Well, if it was necessary to invest hours (many), better in something well designed.
Copier 3 advantages
Copier allows you to start working in a supereasy way, with a superlow learning curve:
- You’re not forced to add logic to your templates.
- You’re not forced to configure the template.
- You’re not forced to use git.
- You’re not forced to support template updates.
- You’re not forced to program.
- You don’t need to publish your template into any package registry.
However, if you need any of those characteristics:
You have available a templating engine that is easy to learn for anyone, no matter what’s your language of origin: Jinja 2.
If you’re interested, here’s the documentation to write templates.
The template can be configured with a simple (or complex, as you need)
If you publish your template in a Git repository, you just have to tell Copier to download it from there.
If you configure updates support in your template:
- Copier will use Git tags to update your subproject based on its original template.

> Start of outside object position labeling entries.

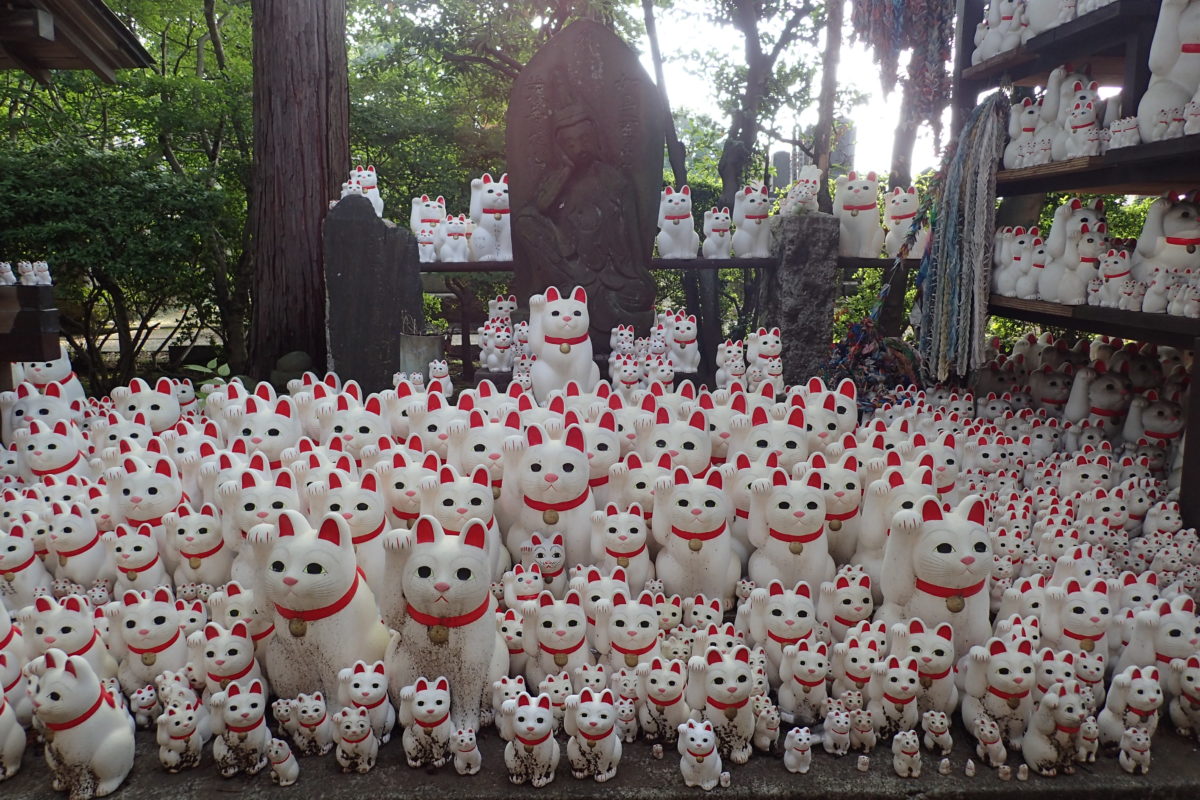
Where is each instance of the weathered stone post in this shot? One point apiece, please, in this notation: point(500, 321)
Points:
point(372, 293)
point(799, 294)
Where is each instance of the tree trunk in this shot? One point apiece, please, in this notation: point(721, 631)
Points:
point(822, 134)
point(301, 152)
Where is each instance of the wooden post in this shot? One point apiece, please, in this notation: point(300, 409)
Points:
point(1189, 499)
point(799, 294)
point(373, 293)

- It will try to respect the history generated since your last update.
- It will run all the migrations programmed by the template designer (if any).
You can program your post-copy and pre/post-migration tasks:
- Directly as commands in you
- Or you can use a script in the source template.
- Or one in the destination subproject.
- Using your favorite language. Any executable works.
- Directly as commands in you
Obviously it’s not perfect, but we’ve done a big work with it, and it is born specifically to support updates, so no dirty patches or random external libraries to get that.
If you want a template manager that’s easy but powerful, that allows you to evolve without having to take unmodifiable decisions, and that doesn’t force you to write JSON, give Copier a chance. You won’t regret!